Когда поднимается нос парохода, вы наклоняетесь вперед и почти касаетесь
собственным носом палубы, а когда поднимается корма, вы откидываетесь
назад. Все это прекрасно на час или на два, но нельзя же качаться взад и
вперед неделю!
Джордж сказал:
– Поедем вверх по реке.
Он пояснил, что у нас будет и свежий воздух, и моцион, и покой.
Постоянная смена ландшафта займет наши мысли (включая и те, что найдутся
в голове у Гарриса), а усиленная физическая работа вызовет аппетит и
хороший сон.
Гаррис сказал, что, по его мнению, Джорджу не следует делать ничего
такого, что укрепляло бы его склонность ко сну, так как это было бы
опасно. Он сказал, что не совсем понимает, как это Джордж будет спать еще
больше, чем теперь, ведь сутки всегда состоят из двадцати четырех часов
независимо от времени года. Если бы Джордж действительно спал еще больше,
он с равным успехом мог бы умереть и сэкономить таким образом деньги на
квартиру и стол.
Гаррис добавил, однако, что река удовлетворила бы его «на все сто». Я не
знаю, какие это «сто», но они, видимо, всех удовлетворяют, что служит им
хорошей рекомендацией.
Меня река тоже удовлетворяла «на все сто», и мы с Гаррисом оба сказали,
что Джорджу пришла хорошая мысль. Мы сказали это с таким выражением, что
могло показаться, будто мы удивлены, как это Джордж оказался таким умным.
Единственный, кто не пришел в восторг от его предложения, – это
Монморенси. Он никогда не любил реки, наш Монморенси.
– Это все прекрасно для вас, друзья, – говорил он. – Вам это нравится, а
мне нет. Мне там нечего делать. Виды – это не по моей части, а курить я
не курю. Если я увижу крысу, вы все равно не остановитесь, а если я
засну, вы, чего доброго, начнете дурачиться на лодке и плюхнете меня за
борт. Спросите меня, и я скажу, что вся эта затея – сплошная глупость.

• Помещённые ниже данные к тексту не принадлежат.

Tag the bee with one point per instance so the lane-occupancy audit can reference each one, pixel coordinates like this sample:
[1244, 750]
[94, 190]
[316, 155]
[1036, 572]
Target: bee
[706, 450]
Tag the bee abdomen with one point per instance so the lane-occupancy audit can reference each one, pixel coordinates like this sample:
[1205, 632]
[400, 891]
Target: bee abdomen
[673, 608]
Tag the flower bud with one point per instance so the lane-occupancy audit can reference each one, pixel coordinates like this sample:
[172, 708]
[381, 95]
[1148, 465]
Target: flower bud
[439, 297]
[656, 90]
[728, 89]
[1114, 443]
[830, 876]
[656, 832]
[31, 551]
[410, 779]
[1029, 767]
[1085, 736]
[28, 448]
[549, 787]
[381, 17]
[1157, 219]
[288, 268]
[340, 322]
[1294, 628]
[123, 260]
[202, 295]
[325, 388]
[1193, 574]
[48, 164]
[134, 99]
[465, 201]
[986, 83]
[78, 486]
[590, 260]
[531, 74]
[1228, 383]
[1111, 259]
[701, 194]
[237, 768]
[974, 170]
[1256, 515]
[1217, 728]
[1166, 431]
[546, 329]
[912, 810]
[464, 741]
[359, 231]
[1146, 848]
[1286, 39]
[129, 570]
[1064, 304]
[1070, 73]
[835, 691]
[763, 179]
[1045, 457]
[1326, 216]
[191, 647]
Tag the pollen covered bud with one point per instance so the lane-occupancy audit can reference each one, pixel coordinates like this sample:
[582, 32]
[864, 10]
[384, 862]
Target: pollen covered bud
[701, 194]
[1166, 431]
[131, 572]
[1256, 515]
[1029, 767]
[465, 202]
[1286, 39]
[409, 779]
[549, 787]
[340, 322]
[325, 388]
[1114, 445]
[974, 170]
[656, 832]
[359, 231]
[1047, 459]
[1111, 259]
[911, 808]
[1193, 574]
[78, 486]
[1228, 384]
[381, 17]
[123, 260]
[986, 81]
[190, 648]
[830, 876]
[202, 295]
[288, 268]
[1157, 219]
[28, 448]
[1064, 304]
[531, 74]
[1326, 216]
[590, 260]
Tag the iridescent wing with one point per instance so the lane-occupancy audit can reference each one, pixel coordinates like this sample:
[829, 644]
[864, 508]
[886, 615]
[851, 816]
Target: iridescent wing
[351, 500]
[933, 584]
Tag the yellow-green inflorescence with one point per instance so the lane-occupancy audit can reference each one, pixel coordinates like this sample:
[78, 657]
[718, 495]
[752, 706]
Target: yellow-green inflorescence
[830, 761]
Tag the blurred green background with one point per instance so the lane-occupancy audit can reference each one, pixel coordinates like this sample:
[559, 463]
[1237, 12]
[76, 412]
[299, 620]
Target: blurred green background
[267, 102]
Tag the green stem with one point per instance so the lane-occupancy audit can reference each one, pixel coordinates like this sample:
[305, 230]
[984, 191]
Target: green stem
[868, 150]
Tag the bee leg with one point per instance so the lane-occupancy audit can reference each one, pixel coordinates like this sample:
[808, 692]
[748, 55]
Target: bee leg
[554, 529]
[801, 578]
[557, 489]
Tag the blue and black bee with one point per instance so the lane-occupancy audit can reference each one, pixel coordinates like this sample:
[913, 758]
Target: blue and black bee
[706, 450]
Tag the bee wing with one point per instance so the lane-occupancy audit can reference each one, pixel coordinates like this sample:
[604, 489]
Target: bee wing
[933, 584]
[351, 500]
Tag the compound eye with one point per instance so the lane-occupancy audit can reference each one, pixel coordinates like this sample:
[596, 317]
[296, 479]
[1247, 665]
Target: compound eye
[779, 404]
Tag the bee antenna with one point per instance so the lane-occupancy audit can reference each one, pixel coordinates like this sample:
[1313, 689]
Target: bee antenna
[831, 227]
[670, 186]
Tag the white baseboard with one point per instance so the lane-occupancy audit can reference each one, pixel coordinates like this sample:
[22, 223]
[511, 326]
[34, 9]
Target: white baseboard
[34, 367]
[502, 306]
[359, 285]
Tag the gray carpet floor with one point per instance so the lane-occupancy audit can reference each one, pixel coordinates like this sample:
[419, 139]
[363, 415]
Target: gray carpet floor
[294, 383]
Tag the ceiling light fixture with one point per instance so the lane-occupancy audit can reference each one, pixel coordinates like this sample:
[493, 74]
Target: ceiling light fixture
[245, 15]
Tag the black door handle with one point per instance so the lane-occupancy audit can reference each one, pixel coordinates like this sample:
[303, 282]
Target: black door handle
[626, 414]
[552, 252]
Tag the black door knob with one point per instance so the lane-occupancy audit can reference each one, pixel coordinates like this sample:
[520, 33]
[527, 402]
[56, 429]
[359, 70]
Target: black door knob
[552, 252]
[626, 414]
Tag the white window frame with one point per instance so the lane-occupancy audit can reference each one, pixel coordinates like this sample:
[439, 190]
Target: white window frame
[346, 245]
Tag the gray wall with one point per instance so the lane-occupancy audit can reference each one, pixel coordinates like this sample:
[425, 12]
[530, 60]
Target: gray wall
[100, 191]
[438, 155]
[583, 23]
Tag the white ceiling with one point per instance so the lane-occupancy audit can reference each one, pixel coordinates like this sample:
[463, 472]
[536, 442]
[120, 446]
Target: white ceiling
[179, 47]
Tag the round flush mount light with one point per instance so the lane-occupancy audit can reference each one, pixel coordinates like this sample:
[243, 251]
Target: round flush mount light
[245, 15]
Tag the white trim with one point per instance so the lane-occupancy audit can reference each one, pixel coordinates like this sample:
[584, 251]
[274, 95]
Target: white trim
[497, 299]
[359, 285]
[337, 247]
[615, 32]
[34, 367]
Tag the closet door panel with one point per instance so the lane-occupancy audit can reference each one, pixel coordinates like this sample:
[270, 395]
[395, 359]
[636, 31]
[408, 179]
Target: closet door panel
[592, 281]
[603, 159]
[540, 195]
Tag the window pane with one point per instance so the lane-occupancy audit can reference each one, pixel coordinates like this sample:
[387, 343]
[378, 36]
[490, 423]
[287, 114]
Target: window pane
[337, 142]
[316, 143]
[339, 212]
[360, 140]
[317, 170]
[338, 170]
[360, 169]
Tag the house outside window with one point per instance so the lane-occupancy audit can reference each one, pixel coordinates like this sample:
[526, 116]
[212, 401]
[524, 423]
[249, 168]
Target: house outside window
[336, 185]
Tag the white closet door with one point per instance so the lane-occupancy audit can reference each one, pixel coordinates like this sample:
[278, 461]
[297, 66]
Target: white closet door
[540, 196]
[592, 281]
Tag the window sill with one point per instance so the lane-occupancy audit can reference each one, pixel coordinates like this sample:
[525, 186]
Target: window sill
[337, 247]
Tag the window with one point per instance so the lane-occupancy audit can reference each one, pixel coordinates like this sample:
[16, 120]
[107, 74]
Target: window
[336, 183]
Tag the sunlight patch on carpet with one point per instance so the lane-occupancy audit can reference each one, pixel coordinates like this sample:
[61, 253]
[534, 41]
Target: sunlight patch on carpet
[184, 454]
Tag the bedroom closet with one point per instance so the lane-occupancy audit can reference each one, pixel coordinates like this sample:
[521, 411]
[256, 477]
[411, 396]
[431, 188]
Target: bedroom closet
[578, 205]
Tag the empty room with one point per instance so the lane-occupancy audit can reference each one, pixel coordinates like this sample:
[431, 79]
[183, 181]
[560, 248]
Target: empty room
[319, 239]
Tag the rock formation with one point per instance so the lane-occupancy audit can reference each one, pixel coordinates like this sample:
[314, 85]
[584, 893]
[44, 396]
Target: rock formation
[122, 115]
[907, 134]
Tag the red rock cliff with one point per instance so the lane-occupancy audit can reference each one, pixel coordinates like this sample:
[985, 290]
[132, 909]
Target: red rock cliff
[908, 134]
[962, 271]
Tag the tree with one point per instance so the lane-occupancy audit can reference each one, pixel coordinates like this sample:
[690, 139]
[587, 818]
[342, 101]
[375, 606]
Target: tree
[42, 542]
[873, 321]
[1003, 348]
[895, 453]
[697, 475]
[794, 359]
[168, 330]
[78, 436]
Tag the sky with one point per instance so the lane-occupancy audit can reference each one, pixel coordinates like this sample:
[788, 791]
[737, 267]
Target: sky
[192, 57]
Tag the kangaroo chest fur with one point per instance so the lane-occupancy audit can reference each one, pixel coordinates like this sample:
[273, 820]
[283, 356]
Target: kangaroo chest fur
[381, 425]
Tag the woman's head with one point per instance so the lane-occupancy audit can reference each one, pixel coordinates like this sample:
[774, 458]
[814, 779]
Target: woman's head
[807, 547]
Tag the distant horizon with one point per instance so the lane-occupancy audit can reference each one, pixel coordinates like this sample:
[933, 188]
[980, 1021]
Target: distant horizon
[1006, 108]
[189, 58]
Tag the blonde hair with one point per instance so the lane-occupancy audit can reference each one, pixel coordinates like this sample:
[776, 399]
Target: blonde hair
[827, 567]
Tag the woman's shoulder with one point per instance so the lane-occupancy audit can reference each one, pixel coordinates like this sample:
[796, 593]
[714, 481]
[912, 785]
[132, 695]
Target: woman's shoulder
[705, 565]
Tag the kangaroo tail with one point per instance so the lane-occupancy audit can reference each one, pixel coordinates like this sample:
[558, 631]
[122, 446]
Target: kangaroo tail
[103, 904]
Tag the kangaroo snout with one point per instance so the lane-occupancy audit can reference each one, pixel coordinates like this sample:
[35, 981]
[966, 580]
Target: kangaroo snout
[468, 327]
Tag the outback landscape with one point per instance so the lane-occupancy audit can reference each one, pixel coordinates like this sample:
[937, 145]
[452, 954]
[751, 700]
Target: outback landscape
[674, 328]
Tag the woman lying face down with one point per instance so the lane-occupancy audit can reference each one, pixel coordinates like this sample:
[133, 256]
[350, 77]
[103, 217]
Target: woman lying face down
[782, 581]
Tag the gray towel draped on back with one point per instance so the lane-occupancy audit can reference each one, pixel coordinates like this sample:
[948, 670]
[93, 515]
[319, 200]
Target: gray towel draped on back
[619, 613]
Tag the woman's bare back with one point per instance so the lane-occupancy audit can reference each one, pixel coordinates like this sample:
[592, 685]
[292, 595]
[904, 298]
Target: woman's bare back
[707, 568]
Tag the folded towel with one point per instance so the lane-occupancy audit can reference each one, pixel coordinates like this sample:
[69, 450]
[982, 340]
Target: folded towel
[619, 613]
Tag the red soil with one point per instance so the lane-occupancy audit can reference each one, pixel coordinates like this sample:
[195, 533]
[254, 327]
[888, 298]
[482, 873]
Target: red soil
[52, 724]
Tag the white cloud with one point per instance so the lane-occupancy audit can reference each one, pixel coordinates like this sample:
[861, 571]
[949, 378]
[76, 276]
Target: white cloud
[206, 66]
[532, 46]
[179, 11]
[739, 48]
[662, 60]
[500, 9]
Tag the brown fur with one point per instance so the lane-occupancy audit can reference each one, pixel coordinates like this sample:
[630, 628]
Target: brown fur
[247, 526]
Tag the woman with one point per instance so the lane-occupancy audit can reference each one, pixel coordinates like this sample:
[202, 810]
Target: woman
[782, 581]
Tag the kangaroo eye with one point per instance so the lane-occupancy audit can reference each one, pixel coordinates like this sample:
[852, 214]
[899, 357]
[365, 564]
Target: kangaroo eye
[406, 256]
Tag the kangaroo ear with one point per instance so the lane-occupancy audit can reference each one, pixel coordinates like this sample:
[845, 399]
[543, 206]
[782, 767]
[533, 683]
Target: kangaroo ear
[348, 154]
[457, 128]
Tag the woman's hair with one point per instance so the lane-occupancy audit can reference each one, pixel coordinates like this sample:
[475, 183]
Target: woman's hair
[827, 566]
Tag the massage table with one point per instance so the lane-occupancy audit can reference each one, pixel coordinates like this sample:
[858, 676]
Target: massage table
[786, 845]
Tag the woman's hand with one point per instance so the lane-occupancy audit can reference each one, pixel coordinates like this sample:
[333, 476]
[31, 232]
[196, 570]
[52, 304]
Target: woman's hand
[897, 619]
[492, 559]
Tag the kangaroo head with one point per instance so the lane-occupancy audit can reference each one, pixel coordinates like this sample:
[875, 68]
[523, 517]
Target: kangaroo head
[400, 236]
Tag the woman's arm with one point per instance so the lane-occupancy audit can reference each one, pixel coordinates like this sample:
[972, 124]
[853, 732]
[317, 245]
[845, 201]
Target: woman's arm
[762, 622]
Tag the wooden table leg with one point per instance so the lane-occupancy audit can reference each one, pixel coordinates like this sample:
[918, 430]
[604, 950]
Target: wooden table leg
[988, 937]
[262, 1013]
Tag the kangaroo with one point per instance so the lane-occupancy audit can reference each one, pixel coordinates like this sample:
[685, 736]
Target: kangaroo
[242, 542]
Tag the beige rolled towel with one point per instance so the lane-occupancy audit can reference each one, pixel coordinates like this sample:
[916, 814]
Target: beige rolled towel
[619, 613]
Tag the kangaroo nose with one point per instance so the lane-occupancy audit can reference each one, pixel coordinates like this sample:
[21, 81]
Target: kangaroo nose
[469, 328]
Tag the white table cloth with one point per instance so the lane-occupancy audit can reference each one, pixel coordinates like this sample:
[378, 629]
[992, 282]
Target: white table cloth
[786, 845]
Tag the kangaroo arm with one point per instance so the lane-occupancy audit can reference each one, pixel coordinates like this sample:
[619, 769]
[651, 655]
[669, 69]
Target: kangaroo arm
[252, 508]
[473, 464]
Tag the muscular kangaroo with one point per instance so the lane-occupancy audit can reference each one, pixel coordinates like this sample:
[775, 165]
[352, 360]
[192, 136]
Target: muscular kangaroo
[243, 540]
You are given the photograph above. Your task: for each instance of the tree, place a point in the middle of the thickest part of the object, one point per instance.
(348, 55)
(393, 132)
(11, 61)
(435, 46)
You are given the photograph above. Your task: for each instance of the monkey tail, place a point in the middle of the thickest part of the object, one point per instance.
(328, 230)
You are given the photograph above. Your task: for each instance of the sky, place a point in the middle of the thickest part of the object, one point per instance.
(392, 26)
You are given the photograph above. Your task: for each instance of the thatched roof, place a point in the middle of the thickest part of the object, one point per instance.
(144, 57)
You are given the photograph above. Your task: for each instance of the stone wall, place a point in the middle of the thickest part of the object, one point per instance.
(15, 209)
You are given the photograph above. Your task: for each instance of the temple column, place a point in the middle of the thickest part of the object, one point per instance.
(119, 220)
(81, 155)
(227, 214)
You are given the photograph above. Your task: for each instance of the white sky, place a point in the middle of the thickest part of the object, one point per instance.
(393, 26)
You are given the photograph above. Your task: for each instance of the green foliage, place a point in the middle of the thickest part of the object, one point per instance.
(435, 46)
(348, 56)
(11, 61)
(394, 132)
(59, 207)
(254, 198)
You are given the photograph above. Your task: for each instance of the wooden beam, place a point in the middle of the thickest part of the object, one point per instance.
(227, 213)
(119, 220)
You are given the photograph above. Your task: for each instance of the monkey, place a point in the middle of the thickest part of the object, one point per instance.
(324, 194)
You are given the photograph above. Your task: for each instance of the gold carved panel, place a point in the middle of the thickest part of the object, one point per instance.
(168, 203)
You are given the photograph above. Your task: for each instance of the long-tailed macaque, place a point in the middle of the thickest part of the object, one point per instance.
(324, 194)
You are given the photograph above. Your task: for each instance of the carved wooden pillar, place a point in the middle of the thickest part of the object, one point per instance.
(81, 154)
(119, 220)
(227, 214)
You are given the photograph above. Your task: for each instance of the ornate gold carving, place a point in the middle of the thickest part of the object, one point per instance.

Однако нас было трое против одного, и предложение было принято.
Глава вторая
Мы вытащили карты и наметили план.
Было решено, что мы тронемся в следующую субботу от Кингстона. Я
отправлюсь туда с Гаррисом утром, и мы поднимем лодку вверх до Чертси, а
Джордж, который может выбраться из Сити только после обеда (Джордж спит в
каком-то банке от десяти до четырех каждый день, кроме субботы, когда его
будят и выставляют оттуда в два), встретится с нами там.
Где мы будем ночевать – под открытым небом или в гостиницах?
Я и Джордж стояли за то, чтобы ночевать на воздухе. Это будет, говорили
мы, так привольно, так патриархально…
Золотое воспоминание об умершем солнце медленно блекнет в сердце
холодных, печальных облаков. Умолкнув, как загрустившие дети, птицы
перестали петь, и только жалобы болотной курочки и резкий крик коростеля
нарушают благоговейную тишину над пеленою вод, где умирающий день
испускает последнее дыхание.
Из потемневшего леса, подступившего к реке, неслышно ползут призрачные
полчища ночи – серые тени. Разогнав последние отряды дня, они бесшумной,
невидимой поступью проходят по колышущейся осоке и вздыхающему камышу.